(c) Mimi & tumblr Au loin, je l’avais observé. Depuis plusieurs jours. Je ne tenais pas à l’approcher encore. C’était trop tôt. Je n’étais pas certain d’être objectif. La ressemblance était telle qu’elle me transperçait le corps, comme une lame froide. Comme si cela était possible. Pourtant, je le ressentais profondément. Je n’avais pas vu ce visage en 130 ans « d’existence ». Il y avait de quoi paniquer, non ? Alors, je m’étais contenté de l’observer.
Au bar où elle travaillait. J’étais resté à l’extérieur, mais je la voyais très bien. Dynamique, volontaire, elle vous donnait l’impression qu’elle aimait ce qu’elle faisait. Mais je voyais bien à son visage qu’elle aspirait à autre chose. Il me tardait de savoir quoi exactement. Plus je la regardais, plus je voulais la connaitre. Plus je comprenais qu’elle n’avait rien à voir avec … Katerina. Il y avait cet homme aussi, ou ce garçon, je ne savais plus trop faire la différence. Nicolas, ce devait être son nom. Il semblait représenter quelqu’un d’important pour elle. Plusieurs fois je les avais vus s’embrasser. Étrange. Cela ne ressemblait en rien à mon époque. Ni à la passion que je vivais avec Katerina. Mais il faut dire que depuis des années, je ne faisais plus attention à ce genre de « sentiments ».
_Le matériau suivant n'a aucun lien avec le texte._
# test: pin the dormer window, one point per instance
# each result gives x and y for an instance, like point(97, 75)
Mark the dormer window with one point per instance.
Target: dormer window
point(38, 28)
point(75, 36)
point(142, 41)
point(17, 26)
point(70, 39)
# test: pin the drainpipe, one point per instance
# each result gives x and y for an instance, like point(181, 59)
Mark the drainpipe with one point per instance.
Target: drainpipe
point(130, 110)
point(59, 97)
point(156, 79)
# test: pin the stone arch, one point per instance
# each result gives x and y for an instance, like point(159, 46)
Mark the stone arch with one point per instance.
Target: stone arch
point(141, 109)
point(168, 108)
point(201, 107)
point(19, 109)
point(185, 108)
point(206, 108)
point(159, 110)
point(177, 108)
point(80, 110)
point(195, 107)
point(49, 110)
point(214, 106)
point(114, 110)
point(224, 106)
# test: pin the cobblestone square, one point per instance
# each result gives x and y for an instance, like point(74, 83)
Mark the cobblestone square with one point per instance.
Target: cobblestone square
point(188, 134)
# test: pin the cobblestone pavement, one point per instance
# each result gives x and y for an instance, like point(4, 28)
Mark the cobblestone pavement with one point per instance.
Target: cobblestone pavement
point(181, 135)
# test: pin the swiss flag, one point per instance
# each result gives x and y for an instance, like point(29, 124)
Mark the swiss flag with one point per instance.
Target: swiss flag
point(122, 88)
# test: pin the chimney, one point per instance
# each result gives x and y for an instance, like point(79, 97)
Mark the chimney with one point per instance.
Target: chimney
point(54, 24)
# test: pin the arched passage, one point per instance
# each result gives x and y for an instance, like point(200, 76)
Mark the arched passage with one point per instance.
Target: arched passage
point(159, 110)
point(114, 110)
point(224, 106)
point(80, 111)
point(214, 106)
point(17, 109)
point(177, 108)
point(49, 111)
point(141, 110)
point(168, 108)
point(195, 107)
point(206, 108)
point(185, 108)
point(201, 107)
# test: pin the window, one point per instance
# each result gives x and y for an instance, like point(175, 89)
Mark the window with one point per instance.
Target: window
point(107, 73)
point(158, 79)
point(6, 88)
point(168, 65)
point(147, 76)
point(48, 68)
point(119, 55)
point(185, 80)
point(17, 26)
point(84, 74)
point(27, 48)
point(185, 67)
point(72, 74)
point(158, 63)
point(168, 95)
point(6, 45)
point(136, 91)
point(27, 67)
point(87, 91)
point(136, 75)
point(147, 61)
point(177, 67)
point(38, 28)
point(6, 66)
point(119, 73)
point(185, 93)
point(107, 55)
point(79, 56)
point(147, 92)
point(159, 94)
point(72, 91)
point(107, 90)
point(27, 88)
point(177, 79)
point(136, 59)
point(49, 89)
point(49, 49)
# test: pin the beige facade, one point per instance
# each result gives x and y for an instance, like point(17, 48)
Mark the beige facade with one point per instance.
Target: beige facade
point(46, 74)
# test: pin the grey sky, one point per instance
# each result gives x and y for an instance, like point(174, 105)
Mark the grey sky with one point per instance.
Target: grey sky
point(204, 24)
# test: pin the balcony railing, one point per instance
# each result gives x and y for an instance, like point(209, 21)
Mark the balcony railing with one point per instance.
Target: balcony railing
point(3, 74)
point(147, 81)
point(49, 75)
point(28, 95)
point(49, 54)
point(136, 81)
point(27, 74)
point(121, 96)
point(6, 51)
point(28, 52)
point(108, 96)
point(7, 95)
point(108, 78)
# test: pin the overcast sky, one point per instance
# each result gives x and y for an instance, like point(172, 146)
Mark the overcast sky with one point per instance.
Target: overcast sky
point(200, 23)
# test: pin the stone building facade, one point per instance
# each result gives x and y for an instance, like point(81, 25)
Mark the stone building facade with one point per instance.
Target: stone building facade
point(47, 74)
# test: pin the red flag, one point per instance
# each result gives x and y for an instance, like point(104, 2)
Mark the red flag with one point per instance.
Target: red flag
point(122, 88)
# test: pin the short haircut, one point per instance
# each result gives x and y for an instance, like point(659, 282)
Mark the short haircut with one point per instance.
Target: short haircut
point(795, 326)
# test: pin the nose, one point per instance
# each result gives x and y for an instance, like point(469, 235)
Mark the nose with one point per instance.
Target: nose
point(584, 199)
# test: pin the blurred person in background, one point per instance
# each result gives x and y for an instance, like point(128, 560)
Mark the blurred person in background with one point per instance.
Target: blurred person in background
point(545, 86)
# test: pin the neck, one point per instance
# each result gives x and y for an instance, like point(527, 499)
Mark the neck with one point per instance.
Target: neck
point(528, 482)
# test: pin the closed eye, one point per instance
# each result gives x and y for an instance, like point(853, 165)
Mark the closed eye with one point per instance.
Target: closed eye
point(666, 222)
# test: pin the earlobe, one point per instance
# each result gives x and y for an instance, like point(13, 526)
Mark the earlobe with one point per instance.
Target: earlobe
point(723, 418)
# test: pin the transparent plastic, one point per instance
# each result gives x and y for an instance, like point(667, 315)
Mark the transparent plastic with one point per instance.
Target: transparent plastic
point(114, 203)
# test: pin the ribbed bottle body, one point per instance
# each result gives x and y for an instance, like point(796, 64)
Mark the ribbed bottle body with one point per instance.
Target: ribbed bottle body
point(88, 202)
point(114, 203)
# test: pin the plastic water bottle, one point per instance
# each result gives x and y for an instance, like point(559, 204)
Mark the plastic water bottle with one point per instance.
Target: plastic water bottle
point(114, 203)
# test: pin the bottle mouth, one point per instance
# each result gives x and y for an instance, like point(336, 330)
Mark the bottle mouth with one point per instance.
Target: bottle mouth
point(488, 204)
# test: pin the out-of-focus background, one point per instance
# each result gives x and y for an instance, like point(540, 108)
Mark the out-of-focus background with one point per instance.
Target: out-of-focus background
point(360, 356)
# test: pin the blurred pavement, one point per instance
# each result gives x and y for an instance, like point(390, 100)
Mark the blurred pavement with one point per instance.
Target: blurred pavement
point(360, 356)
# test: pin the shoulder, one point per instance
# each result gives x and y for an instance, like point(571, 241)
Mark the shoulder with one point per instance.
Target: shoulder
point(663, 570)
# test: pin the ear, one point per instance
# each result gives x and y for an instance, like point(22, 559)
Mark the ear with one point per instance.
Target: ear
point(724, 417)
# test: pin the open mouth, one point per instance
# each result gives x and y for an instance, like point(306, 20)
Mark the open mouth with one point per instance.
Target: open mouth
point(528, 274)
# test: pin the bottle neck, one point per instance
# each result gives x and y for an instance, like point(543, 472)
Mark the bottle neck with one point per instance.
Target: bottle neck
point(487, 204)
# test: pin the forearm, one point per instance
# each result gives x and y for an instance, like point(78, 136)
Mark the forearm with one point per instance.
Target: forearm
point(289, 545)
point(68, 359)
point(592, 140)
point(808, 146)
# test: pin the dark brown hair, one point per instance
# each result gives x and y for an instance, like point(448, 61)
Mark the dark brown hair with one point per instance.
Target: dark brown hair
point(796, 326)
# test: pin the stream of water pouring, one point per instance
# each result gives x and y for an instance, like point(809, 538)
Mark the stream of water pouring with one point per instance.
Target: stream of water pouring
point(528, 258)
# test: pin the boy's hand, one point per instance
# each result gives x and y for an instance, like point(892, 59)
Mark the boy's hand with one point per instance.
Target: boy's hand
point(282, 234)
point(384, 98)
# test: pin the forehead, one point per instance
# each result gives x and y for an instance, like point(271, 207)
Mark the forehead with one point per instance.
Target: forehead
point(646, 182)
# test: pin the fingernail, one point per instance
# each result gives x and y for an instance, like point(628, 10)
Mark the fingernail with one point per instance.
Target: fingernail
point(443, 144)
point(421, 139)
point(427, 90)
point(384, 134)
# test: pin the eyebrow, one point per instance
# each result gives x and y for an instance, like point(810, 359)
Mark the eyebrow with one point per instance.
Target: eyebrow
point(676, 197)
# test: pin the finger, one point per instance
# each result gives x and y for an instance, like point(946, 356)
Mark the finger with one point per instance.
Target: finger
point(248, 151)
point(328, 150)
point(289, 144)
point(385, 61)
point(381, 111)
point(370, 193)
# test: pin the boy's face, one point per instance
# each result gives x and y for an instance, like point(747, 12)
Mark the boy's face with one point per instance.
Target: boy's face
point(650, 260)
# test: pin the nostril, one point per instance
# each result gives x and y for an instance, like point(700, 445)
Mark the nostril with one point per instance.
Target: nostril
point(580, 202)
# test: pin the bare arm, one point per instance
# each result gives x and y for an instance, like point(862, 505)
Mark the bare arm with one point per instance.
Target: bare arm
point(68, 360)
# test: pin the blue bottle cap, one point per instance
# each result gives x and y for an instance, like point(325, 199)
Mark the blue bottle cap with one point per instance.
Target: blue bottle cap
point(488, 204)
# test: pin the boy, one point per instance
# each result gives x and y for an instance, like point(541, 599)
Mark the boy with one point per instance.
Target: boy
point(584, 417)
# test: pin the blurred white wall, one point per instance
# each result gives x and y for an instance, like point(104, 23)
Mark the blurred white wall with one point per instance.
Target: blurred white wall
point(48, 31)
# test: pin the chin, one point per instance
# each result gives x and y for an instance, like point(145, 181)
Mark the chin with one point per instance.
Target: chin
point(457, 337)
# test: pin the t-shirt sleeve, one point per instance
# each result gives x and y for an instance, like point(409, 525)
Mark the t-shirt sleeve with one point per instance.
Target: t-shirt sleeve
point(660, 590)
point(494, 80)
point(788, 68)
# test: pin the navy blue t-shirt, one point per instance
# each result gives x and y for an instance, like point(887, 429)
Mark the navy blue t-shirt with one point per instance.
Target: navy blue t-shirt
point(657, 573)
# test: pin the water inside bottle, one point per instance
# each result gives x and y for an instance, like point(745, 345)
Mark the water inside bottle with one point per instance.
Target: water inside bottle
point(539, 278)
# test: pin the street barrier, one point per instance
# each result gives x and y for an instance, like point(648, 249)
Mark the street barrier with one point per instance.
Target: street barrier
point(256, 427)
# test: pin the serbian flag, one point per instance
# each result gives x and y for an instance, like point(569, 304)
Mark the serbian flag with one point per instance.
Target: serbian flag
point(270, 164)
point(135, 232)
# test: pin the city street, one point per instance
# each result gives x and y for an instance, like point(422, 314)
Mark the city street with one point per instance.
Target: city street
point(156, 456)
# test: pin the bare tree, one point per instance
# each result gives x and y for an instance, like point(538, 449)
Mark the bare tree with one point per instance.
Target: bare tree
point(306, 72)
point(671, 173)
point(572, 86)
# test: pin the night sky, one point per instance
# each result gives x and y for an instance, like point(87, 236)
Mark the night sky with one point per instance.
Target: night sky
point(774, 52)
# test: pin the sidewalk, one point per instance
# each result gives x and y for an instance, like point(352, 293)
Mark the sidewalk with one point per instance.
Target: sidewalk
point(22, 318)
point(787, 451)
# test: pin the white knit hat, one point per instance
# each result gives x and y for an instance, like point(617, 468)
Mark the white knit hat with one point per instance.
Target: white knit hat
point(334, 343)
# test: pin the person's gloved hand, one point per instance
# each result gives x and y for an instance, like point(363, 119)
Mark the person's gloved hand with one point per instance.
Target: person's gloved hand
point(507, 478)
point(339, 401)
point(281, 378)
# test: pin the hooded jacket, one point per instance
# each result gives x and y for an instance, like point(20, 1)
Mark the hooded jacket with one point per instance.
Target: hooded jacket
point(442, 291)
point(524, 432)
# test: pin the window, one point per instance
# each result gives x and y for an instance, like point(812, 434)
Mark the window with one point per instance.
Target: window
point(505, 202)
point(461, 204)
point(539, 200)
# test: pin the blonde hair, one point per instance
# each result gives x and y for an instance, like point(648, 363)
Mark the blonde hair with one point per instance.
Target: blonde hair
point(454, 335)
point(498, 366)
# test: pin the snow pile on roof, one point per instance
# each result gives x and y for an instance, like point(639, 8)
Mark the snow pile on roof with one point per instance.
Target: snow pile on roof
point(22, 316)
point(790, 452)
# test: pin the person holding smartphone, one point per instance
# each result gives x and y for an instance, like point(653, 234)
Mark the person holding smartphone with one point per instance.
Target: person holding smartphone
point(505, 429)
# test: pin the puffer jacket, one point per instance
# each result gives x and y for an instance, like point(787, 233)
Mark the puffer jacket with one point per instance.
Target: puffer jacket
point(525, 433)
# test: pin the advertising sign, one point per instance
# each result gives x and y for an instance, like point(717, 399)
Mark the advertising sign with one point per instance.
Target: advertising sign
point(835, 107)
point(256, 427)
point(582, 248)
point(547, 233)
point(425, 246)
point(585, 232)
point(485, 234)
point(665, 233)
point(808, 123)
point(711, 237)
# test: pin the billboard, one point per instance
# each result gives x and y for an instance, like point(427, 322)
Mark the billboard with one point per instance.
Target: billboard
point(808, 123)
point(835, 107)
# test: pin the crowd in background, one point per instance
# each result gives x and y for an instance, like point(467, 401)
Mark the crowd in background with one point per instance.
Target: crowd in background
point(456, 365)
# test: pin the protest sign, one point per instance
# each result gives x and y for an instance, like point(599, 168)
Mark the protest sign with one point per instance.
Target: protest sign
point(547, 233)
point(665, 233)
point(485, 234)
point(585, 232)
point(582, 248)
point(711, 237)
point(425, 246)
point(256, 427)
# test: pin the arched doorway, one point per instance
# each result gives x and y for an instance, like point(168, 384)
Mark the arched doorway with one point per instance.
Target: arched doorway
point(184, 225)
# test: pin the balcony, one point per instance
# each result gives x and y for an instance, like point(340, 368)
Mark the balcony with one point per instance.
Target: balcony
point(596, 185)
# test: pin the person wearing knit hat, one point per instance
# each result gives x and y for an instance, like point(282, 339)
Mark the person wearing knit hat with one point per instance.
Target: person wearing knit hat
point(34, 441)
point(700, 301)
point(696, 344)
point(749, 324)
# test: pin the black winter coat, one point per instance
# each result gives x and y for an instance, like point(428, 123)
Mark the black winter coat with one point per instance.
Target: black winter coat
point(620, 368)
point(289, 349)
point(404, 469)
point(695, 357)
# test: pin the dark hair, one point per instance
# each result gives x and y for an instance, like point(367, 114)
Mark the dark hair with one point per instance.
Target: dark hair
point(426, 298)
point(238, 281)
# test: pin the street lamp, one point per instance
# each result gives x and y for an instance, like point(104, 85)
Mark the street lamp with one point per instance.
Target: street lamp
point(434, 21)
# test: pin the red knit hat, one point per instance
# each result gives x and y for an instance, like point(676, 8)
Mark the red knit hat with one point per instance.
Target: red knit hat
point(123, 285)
Puis je l’avais observé en cours. Car elle continuait ses études en parallèle. Dans ces instants, je me rendais invisible au monde. J’avais beau être jeune, jamais on ne m’aurait laissé pénétrer l’enceinte de l’université. Or, je tenais vraiment à en apprendre plus sur elle. Sur ses passions. Sa vie. Ses envies. Ses rêves. Ses espoirs. Ses peurs. Sans avoir besoin de lui adresser la parole. Et j’avais appris donc qu’elle étudiait le cinéma. Une notion bien vaste et complexe à mes yeux, n’ayant pas connu cela à mon époque. Mais cela signifiait « artiste ». Je pouvais voir sans ses yeux qu’elle aimait réellement ça. Tout comme je pouvais voir qu’elle n’était pas à sa place à Winchester.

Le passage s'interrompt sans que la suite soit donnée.